For lower-performing hospitals, these tools may be especially useful in addressing gaps, Mathews and colleagues suggest. However, among the higher performers, good adherence to existing metrics may cloud efforts to tease out which are continuing to improve. “In addition, the prevalence of QI programs and incentives beyond ACTION Registry-GWTG has increased over time and may contribute [to adherence]. Isolating the effects of any one QI program is challenging, particularly when overlap exists between multiple initiatives,” they say.
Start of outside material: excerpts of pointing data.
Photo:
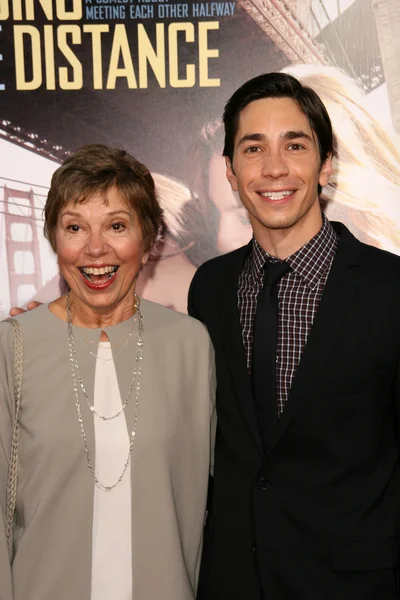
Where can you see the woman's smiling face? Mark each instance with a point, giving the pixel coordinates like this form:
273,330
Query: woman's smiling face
100,251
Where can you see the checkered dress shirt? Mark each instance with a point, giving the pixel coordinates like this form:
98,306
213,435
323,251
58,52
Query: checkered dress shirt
299,293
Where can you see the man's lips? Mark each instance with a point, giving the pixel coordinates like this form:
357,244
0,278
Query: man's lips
276,196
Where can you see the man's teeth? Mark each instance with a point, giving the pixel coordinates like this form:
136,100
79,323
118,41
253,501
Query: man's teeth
276,195
101,271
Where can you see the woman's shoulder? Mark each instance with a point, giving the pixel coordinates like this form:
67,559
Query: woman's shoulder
39,319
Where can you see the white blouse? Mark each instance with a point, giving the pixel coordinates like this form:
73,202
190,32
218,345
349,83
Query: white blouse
111,543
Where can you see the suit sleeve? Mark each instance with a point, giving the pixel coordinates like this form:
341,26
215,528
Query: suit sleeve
7,414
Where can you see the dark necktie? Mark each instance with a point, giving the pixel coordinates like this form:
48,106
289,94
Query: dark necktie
265,336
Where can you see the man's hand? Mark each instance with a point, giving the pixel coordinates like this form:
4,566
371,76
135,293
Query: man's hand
18,311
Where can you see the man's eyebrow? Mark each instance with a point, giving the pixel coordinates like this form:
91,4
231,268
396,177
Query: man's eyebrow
294,135
284,135
252,137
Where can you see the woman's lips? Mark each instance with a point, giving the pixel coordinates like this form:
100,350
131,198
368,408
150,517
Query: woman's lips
99,282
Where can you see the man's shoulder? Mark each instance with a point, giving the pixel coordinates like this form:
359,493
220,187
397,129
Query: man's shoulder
374,265
219,265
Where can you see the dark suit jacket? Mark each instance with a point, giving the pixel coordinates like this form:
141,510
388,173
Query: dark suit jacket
316,516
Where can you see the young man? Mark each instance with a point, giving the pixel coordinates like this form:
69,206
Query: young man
305,322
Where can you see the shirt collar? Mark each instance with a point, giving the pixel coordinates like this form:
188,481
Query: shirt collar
310,262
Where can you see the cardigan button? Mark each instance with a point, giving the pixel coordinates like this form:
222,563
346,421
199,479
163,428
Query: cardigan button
264,484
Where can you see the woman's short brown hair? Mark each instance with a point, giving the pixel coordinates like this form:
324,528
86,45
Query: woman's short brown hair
94,169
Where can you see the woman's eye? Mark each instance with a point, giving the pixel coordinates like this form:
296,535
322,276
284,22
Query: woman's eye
118,226
73,228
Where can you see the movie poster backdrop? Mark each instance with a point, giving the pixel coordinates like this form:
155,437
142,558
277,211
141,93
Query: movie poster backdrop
152,77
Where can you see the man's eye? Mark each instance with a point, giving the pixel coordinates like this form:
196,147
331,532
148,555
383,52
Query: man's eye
252,149
73,228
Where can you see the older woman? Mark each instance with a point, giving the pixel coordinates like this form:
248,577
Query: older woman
116,408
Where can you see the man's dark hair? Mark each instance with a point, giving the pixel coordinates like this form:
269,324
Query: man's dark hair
279,85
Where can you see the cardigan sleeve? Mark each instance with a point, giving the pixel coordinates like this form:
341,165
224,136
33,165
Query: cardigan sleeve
7,413
213,391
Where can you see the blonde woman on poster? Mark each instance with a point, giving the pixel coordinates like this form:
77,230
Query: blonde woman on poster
117,408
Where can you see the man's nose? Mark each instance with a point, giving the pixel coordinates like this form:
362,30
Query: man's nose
275,165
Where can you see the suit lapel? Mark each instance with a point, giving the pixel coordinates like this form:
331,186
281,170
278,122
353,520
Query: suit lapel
233,343
337,297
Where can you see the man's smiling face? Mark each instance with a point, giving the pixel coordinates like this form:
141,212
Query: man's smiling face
276,167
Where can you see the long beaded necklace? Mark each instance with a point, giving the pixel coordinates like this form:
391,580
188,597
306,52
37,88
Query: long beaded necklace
137,370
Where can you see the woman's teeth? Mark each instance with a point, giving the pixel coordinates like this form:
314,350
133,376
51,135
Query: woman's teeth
87,271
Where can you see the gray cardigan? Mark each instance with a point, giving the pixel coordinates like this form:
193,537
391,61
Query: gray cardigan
170,460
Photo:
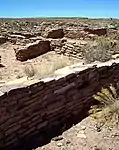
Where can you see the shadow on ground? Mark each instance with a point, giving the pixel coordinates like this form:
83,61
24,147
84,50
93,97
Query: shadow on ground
45,136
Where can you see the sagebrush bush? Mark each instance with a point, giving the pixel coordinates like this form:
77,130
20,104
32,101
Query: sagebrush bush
102,50
107,112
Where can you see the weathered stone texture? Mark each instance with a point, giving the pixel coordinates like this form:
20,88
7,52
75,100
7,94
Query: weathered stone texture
32,50
24,112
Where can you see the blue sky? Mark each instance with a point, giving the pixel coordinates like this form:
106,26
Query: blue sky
59,8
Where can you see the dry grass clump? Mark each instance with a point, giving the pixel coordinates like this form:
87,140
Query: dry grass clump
102,50
108,111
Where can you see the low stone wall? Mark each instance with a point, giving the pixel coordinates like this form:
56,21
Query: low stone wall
32,50
31,110
72,49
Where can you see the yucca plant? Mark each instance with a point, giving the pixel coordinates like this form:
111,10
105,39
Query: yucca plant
107,112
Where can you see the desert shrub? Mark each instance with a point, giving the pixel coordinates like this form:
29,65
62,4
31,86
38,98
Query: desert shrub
102,50
107,112
29,70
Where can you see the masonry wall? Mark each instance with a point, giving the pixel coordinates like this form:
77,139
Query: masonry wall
27,111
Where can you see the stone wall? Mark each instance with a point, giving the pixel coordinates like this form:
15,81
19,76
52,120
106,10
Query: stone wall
39,108
71,48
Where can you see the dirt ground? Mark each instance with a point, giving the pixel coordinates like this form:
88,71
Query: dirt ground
86,135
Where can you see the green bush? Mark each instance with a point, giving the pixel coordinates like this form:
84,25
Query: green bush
107,112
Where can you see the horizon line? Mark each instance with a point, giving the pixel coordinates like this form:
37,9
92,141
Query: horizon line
58,17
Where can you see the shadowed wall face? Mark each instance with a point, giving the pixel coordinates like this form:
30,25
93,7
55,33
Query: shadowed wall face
38,108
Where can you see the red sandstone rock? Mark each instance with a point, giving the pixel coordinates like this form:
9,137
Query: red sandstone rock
32,50
97,31
3,39
55,34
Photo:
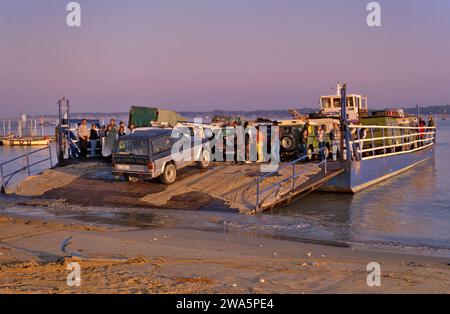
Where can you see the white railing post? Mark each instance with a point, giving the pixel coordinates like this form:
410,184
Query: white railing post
28,164
3,187
50,155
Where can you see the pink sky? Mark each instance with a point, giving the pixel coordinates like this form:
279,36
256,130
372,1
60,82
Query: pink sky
231,55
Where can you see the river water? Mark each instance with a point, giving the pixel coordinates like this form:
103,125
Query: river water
409,211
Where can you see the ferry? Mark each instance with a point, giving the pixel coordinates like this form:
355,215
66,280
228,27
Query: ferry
11,141
382,145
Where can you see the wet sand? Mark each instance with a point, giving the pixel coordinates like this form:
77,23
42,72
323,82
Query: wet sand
162,258
125,245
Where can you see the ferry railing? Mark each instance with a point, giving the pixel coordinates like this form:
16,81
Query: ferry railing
292,177
6,177
394,140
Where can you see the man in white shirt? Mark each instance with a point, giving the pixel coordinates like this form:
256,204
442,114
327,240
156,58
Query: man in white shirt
83,137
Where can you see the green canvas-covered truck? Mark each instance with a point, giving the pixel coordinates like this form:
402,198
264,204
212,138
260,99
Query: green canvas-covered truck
147,117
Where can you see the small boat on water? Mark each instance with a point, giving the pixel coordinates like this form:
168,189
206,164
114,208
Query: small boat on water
11,141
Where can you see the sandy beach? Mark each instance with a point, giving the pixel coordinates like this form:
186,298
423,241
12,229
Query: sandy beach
34,253
124,244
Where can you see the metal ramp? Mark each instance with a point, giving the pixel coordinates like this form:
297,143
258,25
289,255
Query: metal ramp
292,181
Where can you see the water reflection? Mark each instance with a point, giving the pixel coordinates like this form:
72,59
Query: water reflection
411,209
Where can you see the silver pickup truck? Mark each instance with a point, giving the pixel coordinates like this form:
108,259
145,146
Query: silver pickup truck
150,154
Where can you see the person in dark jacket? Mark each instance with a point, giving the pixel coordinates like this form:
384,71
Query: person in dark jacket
93,139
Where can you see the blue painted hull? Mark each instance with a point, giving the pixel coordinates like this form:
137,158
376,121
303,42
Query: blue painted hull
361,174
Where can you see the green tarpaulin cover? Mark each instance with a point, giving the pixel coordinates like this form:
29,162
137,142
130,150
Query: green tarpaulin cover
143,116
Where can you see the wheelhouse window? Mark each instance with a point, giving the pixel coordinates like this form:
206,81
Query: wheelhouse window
326,103
132,147
350,102
337,102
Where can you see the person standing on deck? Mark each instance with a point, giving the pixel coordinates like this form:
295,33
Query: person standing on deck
321,140
431,126
260,145
83,136
247,139
110,139
93,139
303,142
335,140
421,131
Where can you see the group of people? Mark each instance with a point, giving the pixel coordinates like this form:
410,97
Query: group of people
106,137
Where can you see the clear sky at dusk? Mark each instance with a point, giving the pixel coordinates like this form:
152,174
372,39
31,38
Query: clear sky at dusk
220,54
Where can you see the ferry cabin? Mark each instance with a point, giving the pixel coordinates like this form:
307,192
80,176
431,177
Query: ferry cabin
356,105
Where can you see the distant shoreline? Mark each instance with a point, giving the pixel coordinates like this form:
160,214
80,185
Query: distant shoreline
439,110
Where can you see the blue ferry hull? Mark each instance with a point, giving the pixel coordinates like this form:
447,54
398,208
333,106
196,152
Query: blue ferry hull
362,174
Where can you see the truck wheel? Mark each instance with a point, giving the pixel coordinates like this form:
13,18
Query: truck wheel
206,159
169,175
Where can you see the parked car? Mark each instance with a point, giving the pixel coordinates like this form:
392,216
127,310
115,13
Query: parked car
149,154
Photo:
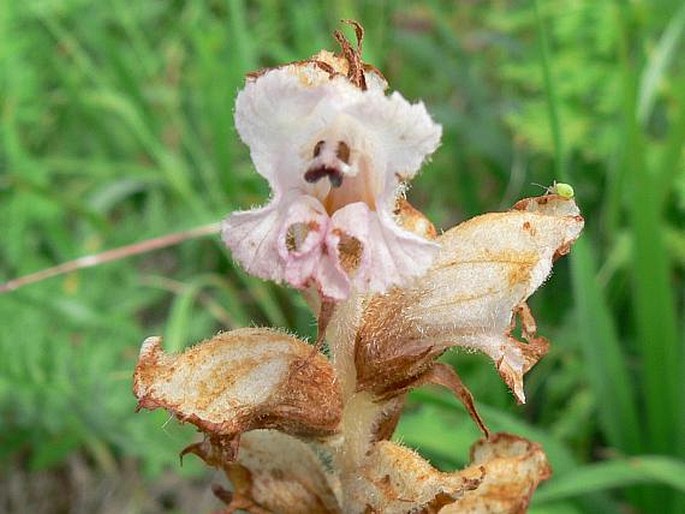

If anything, the study captures the challenges inherent in developing QI programs in the modern era, Mathews noted. “The very high achievement, though a great thing, suggests that these metrics are essentially ‘topped out’ and may no longer be the most relevant ones to report on or follow, since most hospitals are doing so well,” he said.
“Interestingly, though performance on quality metrics has improved as a whole over recent years, rates of readmission and mortality have not changed substantially,” Mathews added. “Though this is a complicated issue, it does suggest that we need to continue to focus on 'measure selection' to choose those metrics that would most directly influence outcomes.”
Useful measures already being collected include time to diagnostic testing and time to treatment in patients with angina, he said. Quantifying the time period between first medical contact, rather than hospital arrival, and treatment in STEMI patients “allows us to look at continuum of care that begins when a patient first experiences symptoms or contacts EMS, not just when they physically arrive in an emergency room or a catheterization lab.”
Additionally, “the transition from hospital back to the community is also an important opportunity to influence outcomes,” Mathews continued. “For instance, cardiac rehabilitation referrals on discharge after a myocardial infarction or the ability to make follow up referrals to a primary care physician and/or cardiologist early after discharge have been identified as factors that may reduce downstream events such as readmissions.”
Mathews R, Fonarow GC, Li S, et al. Comparison of performance on hospital compare process measures and patient outcomes between hospitals that do and do not participate in Acute Coronary Treatment and Intervention Outcomes Network Registry-Get With The Guidelines. Am Heart J. 2016;Epub ahead of print.
- This research was supported by the American College of Cardiology Foundation’s National Cardiovascular Data Registry.
- Mathews reports no relevant conflicts of interest.